Alckmin merece novos prêmios pela gestão da crise?
A população e especialistas dizem que não. Durante o auge da crise faltou transparência ao governo do PSDB. Alckmin sempre minimizou a gravidade da crise e nunca admitiu que a Grande SP esteve sob um forte "racionamento" –preferia o eufemismo da "redução da pressão" nas tubulações, o que, na prática, é a mesma coisa. Durante a campanha eleitoral de 2014, quando era candidato à reeleição, adiou a implantação da sobretaxa na conta dos "gastões" de água. Em um debate eleitoral na televisão, chegou a dizer que não faltava água em São Paulo, contrariando a experiência diária de milhares de pessoas, principalmente na periferia da região metropolitana. 

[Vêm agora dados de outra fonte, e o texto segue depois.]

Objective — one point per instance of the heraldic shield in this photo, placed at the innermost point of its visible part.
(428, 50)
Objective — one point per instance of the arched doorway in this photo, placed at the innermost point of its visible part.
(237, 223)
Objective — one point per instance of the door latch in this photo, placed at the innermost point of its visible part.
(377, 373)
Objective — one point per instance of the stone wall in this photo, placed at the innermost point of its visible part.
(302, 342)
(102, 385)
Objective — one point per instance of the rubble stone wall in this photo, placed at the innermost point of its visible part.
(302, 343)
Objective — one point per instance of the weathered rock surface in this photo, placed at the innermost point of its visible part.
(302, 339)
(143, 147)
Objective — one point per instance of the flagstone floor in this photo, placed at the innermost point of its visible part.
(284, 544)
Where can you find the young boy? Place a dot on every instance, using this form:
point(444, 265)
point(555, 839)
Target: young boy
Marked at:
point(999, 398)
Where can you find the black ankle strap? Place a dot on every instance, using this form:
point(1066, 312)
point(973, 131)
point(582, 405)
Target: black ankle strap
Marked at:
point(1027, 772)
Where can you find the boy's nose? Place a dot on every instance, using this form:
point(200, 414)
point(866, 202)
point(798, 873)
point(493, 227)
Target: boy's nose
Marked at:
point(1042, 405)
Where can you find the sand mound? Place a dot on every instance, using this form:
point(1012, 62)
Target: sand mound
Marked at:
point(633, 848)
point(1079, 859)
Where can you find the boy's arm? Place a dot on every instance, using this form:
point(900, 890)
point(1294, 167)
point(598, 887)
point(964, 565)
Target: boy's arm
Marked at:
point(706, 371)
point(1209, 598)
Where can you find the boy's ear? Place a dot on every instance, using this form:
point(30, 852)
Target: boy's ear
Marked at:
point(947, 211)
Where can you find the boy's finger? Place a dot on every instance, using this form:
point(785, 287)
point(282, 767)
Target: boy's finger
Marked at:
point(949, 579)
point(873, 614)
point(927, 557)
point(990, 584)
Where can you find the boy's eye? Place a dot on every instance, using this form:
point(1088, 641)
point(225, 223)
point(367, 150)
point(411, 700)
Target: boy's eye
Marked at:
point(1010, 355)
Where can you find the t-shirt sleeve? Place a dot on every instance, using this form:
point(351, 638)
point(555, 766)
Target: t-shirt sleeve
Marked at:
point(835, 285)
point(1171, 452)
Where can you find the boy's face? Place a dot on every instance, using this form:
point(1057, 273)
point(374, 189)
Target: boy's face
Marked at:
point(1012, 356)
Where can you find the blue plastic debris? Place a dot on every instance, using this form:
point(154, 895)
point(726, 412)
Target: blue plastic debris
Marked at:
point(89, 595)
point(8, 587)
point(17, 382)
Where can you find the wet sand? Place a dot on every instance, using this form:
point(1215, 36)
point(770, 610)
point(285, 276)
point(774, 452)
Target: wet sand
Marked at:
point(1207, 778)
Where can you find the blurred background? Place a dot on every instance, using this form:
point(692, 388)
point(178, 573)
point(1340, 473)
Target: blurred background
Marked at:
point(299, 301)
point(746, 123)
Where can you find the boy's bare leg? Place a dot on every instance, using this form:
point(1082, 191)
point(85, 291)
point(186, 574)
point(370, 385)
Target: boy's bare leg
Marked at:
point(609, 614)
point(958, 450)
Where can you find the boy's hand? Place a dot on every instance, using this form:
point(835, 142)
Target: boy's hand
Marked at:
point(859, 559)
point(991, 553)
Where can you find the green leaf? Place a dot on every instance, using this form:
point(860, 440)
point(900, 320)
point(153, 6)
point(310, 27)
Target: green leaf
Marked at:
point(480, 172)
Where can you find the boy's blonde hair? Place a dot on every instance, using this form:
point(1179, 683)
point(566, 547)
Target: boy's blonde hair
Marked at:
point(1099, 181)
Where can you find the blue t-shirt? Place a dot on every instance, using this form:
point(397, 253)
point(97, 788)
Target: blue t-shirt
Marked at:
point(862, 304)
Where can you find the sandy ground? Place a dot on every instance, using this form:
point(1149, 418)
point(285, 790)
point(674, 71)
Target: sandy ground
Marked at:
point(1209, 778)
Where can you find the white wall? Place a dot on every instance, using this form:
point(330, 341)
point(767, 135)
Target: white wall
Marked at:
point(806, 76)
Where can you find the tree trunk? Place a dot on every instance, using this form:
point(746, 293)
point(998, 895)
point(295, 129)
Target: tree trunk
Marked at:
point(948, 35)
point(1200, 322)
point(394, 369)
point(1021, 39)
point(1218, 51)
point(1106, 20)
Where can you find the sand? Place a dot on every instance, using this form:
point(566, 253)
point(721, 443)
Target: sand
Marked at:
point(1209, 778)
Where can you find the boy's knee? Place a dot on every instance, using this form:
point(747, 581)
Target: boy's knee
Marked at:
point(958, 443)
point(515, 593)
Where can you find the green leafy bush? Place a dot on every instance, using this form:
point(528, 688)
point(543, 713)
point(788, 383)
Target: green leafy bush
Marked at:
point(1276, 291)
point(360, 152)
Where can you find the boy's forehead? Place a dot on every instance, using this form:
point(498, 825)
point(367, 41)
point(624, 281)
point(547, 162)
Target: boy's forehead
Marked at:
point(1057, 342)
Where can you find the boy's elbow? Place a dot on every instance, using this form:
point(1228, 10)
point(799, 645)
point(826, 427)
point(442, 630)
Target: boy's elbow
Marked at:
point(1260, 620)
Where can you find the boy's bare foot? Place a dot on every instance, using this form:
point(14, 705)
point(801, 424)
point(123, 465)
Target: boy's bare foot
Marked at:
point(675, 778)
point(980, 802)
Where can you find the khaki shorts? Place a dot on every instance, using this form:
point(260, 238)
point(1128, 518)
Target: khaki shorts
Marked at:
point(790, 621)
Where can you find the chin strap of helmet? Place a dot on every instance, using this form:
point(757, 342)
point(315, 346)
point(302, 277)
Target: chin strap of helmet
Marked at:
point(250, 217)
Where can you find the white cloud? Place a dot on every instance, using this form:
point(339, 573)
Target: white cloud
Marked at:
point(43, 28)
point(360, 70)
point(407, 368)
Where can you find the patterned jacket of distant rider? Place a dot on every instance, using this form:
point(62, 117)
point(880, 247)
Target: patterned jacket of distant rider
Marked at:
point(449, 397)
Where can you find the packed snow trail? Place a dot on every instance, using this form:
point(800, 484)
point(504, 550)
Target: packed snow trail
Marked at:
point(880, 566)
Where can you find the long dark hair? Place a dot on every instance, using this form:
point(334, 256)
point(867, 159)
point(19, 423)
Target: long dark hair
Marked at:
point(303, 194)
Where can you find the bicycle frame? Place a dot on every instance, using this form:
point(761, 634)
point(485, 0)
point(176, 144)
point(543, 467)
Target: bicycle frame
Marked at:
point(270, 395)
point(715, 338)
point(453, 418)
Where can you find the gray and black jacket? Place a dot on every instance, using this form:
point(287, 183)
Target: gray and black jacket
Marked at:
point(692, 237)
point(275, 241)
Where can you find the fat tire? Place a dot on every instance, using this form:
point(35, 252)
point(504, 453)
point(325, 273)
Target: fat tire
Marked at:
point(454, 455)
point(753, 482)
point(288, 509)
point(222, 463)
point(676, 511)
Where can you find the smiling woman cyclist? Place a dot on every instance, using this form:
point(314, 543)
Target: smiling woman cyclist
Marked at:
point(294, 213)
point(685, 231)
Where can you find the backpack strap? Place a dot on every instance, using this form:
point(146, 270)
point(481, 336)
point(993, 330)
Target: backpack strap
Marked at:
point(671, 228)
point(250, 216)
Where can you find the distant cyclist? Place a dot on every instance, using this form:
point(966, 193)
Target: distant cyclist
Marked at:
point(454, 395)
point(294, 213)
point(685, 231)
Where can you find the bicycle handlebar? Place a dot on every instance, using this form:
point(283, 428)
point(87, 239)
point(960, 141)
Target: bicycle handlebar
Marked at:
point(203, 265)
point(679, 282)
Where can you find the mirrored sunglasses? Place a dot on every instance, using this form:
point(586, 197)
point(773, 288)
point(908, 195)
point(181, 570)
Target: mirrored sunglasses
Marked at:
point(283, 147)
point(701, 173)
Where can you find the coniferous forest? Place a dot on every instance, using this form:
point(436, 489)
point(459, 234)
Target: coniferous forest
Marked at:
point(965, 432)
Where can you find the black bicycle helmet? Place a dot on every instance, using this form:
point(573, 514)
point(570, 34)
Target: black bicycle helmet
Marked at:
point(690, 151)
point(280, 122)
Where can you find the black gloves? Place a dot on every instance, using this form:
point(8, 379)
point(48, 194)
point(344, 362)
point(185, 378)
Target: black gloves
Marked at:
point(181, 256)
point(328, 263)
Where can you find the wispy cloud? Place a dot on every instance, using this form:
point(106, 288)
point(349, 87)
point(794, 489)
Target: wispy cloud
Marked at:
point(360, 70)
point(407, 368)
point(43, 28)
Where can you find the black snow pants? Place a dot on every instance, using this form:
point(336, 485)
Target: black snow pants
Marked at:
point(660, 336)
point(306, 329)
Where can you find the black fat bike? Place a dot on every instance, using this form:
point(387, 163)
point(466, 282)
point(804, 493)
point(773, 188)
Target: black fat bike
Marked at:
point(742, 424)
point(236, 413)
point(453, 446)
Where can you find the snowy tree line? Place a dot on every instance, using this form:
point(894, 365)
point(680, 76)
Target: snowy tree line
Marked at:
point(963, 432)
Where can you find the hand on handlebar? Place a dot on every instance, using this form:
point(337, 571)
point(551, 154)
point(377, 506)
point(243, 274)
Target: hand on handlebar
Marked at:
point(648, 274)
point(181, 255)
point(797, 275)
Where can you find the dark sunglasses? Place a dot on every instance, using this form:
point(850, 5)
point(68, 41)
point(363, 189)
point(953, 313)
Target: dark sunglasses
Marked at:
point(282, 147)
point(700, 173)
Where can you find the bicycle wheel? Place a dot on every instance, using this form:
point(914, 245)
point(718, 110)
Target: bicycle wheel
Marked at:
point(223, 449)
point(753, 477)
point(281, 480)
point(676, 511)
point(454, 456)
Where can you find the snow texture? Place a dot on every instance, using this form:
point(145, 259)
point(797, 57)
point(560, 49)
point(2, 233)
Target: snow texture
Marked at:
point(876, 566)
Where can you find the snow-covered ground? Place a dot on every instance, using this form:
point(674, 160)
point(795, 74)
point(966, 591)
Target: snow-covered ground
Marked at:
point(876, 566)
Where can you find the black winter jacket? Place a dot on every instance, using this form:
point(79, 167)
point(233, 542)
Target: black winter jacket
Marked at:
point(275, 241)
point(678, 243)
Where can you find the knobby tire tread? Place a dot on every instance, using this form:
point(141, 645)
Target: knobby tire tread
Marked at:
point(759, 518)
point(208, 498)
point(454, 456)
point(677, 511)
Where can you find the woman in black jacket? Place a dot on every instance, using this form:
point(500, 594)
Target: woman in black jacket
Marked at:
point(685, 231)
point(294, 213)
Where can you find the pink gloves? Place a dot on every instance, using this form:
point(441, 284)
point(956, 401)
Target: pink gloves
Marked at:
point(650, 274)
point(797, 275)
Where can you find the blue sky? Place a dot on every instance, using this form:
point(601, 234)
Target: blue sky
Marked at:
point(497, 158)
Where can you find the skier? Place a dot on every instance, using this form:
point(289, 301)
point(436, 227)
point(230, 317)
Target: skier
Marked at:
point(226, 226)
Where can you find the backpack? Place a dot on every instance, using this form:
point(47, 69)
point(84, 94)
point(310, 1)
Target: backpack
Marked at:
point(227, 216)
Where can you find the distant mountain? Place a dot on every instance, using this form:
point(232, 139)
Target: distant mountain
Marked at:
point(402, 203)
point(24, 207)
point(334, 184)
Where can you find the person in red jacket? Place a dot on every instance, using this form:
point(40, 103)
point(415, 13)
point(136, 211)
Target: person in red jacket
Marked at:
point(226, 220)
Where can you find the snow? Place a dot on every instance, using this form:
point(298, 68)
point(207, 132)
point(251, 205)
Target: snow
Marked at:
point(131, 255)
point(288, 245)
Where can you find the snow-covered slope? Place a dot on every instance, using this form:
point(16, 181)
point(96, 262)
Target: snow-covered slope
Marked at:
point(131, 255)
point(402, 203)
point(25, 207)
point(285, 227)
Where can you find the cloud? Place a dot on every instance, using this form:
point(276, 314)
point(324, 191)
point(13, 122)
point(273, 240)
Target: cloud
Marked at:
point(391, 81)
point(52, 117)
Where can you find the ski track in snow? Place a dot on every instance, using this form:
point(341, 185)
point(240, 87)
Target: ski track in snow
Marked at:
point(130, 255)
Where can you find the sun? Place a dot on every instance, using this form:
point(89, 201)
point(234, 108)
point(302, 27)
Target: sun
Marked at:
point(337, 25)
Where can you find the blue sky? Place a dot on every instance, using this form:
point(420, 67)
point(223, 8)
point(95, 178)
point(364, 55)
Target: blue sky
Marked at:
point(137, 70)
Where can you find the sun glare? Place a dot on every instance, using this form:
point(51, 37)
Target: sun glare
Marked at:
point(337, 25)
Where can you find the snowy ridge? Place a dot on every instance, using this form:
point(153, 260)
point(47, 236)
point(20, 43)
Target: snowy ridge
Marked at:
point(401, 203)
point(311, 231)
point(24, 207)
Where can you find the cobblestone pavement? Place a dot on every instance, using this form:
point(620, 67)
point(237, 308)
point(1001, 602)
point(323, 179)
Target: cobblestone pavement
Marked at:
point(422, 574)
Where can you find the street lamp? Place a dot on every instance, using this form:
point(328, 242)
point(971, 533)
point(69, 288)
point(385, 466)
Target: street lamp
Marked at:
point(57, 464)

Pesquisa Datafolha, em outubro, mostrou que apenas 15% dos paulistanos consideravam a gestão tucana da água como ótima e boa.

Estamos preparados para uma nova seca?
Caso a próxima seca seja tão rigorosa quanto a última, a população de São Paulo deverá sofrer novamente. Mas segundo a Sabesp e o governo do Estado, as condições de operação e de distribuição da água na cidade estão melhores do que antes da crise.

De qualquer forma, caso ocorra uma seca ainda mais rigorosa, São Paulo poderá ter mais problemas já que questões estruturais ainda não foram enfrentadas como um programa de individualização de hidrômetros em condomínios, incentivo à água de reuso etc.

Matéria publicada originalmente na Folha de S. Paulo.